Lexikon: Value und Growth
Sogenannte Value-Unternehmen weisen meist eine gute Marktposition, überdurchschnittliche Profitabilität und eine stabile Gewinnentwicklung auf. Unter den Value-Aktien werden diejenigen, die gegenwärtig an der Börse (verglichen mit ähnlichen Unternehmen) unterbewertet scheinen, herausgefiltert. Der Value-Investor spekuliert also darauf, dass der Markt den Wert der Firma – aus welchem Grund auch immer – aktuell unterschätzt.
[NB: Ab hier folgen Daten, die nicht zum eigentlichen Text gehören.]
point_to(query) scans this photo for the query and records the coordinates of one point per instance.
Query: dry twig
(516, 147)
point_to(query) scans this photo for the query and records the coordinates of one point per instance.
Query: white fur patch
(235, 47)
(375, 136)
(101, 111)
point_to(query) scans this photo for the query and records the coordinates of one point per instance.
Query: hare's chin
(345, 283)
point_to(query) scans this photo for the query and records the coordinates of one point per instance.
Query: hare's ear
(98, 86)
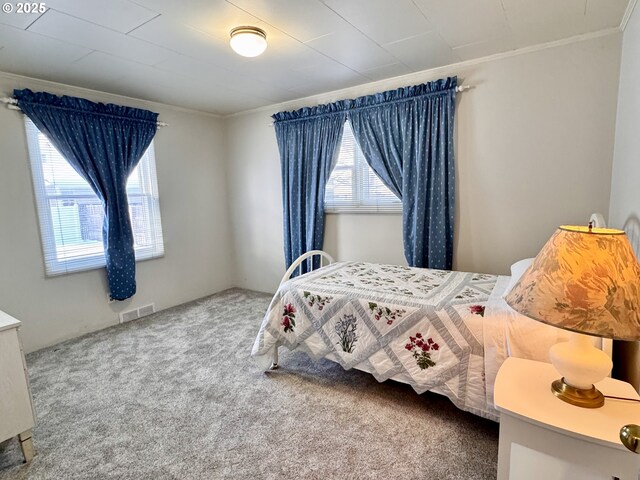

Der Growth-Investor versucht hingegen, frühzeitig zukünftige Wachstumsmärkte zu erkennen und dann die Unternehmen mit der höchsten Wachstumsdynamik auszuwählen. Das sind oft die Firmen, die sich schon früh größere Anteile an einem boomenden Markt sichern konnten und von ihrer relativen Größe profitieren. Da der Growth-Investor versucht, Potenziale möglichst früh zu erkennen, beruhen seine Entscheidungen aber hauptsächlich auf Erwartungen – und weniger auf bereits bewährten Geschäftsmodellen wie bei Value-Titeln.